The interconnected stories of Salma’s novel illustrate the various ways in which the body makes its demands on a woman in a patriarchal society. First it requires modesty, the kind that makes a mother teach her daughter shame. When Zohra sees her daughter’s breasts revealed by a wet blouse, she grabs her by the shoulder and shakes her hard. “Shouldn’t a female child have some sense of shame?” Rabia does not quite understand — till she looks down at herself through her mother’s eyes. Once she does this, she too begins to feel embarrassment. Rabia is learning that from now on, she will be a girl, or a woman, with all the attendant burdens all the time. To begin with, she has to cover her breasts with a davani, a half-sari. She must learn, in mixed company, to “shrink into herself”. The next step will be “coming of age” — once she begins to menstruate, “she mustn’t come before men”. And at the end of her life, she will have brought this dangerous body safely to shore if she dies a “vaavarasi”, while her husband is still alive.
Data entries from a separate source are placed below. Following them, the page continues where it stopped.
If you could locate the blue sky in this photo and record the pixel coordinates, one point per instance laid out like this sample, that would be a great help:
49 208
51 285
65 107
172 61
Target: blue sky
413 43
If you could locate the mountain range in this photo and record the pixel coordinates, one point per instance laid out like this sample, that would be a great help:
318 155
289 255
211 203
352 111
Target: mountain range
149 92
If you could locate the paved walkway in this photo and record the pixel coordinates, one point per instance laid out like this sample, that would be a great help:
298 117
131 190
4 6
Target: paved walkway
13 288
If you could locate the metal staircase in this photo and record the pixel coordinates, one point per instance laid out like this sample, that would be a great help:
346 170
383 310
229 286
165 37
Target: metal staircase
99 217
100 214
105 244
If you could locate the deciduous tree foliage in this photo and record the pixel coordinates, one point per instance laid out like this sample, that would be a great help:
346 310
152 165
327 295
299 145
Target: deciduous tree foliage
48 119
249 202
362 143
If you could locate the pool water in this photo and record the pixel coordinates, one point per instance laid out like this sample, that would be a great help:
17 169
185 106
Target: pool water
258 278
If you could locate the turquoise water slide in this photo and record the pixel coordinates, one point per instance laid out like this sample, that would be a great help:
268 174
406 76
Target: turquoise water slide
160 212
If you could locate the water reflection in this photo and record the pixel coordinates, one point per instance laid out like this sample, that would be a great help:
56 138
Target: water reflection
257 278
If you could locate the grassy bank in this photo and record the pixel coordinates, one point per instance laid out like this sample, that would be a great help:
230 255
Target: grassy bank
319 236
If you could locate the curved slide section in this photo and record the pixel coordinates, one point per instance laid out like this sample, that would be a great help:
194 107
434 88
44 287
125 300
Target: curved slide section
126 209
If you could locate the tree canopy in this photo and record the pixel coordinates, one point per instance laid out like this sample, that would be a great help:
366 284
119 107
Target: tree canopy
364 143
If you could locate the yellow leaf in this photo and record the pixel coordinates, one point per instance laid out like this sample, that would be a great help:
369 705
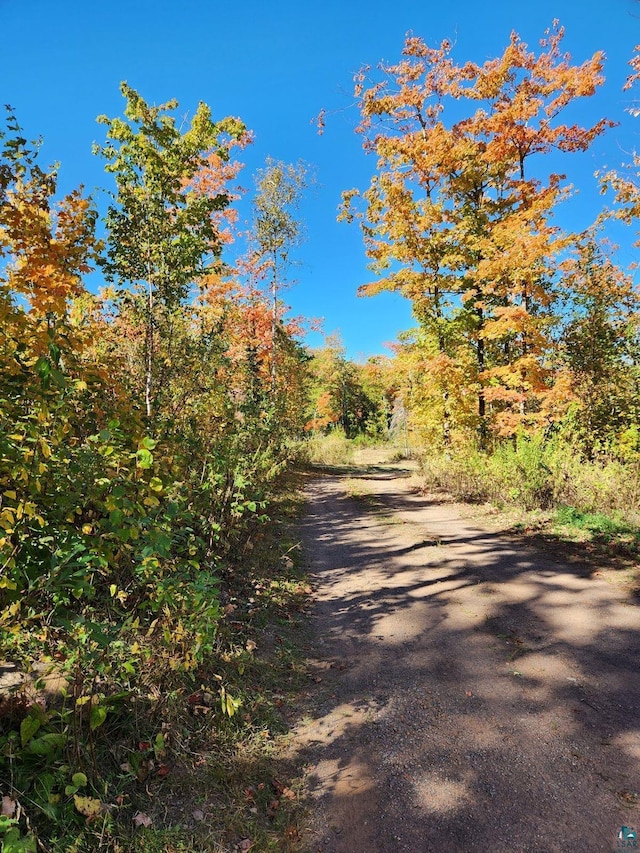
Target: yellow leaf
88 806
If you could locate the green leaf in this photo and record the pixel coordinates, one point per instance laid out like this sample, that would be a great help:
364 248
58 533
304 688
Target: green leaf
13 843
97 717
47 744
155 484
144 458
28 727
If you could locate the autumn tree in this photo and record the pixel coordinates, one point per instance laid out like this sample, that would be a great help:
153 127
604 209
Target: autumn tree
456 220
276 232
344 393
162 229
599 344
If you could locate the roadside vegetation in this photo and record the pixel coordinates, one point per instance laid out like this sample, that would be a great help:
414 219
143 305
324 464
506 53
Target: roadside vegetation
150 591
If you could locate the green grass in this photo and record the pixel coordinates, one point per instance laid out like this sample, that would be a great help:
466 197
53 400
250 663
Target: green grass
212 782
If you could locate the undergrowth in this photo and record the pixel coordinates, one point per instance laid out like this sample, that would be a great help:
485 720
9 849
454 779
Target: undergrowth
187 764
595 501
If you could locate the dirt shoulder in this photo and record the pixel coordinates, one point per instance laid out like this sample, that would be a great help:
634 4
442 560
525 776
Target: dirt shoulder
469 692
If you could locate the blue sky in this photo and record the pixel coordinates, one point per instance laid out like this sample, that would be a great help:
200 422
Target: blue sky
276 65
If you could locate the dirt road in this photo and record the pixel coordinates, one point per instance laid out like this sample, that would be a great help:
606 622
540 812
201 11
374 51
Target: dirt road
468 693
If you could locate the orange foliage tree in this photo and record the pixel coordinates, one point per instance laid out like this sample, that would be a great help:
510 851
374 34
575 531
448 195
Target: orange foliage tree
456 220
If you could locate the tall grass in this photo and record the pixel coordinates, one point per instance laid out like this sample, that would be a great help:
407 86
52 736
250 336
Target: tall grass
535 473
331 449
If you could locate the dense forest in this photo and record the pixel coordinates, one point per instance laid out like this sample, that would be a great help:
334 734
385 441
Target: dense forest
146 424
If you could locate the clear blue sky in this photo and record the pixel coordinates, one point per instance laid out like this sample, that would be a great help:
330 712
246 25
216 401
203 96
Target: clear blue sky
276 64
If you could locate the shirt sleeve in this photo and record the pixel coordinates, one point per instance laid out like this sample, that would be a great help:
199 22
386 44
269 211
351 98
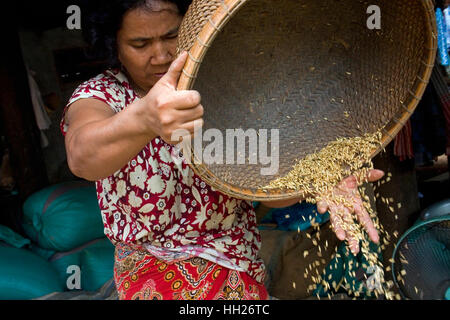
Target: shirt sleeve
102 88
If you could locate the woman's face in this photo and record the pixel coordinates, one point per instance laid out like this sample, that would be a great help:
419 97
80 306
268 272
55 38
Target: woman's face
147 42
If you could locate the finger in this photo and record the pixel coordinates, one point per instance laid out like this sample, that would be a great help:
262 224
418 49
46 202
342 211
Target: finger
185 99
366 221
189 115
192 126
348 183
173 74
336 223
322 206
353 245
375 175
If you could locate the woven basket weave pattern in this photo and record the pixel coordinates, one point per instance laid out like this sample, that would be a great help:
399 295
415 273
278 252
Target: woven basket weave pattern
311 69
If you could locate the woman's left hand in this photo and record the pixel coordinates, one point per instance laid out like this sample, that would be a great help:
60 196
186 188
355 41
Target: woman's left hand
340 213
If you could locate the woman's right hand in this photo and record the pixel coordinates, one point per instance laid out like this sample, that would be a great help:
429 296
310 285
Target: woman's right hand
165 111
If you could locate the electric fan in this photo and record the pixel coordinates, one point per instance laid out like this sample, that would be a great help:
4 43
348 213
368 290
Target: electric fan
421 259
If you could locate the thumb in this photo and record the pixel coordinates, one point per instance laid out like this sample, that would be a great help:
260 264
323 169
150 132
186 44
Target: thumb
175 69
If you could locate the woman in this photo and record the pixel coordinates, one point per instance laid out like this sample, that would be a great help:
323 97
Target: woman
175 236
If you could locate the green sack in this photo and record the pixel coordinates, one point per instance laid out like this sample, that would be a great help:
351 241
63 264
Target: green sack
93 263
352 275
64 216
24 275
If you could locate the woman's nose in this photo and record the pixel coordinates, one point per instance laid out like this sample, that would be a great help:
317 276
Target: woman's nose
160 54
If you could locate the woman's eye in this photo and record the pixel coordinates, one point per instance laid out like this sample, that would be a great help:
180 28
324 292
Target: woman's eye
138 46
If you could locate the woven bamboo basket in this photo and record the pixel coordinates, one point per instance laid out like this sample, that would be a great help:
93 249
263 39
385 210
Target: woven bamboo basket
311 69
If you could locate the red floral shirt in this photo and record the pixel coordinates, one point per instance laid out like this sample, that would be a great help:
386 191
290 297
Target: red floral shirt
162 205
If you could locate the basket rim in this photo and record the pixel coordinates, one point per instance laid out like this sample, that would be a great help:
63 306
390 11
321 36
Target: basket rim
214 25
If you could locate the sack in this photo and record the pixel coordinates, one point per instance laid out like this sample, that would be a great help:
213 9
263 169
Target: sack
12 238
64 216
24 275
86 268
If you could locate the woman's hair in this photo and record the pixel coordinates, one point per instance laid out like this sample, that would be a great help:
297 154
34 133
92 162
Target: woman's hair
101 20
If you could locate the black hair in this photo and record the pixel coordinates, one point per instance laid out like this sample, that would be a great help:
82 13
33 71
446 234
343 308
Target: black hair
101 20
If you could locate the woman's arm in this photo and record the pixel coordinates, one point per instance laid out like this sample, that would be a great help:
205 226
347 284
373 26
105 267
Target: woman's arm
99 142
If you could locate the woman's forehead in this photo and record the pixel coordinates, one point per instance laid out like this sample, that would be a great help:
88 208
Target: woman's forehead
158 5
141 22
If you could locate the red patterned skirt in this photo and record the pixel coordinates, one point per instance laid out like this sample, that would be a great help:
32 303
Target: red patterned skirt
141 276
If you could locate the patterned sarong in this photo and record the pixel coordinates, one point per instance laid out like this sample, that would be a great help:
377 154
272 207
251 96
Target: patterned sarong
141 276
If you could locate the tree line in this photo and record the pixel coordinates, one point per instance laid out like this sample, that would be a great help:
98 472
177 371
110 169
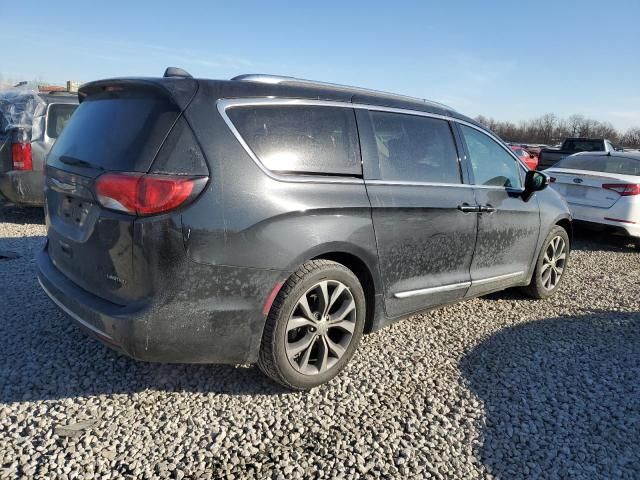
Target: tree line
550 129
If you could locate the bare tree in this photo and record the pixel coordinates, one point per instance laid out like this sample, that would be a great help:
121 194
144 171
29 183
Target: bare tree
549 129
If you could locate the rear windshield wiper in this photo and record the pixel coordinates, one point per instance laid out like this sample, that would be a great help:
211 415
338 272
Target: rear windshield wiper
78 163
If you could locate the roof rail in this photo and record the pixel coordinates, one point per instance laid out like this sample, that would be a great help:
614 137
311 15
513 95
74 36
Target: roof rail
278 79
It has a voice, this womanly body, but it is a voice “deep-buried in the valley of silence”. When does this voice stir? Among what companions does it emerge from the depths in which it is hidden? The voice of a woman’s body — the voice of a woman — is a nocturnal animal. It is in the “hour past midnight when dreams teem” that this voice may assume an almost feline power: “the tiger which sat quietly within the picture on the wall/ takes its place at my head/ and stares/ and stares.” Perhaps it is this tiger that enables Salma to reveal not only the pain and compromise that colour her women’s lives, but also the frank sexual talk, the confident teasing, and the redemptive female camaraderie.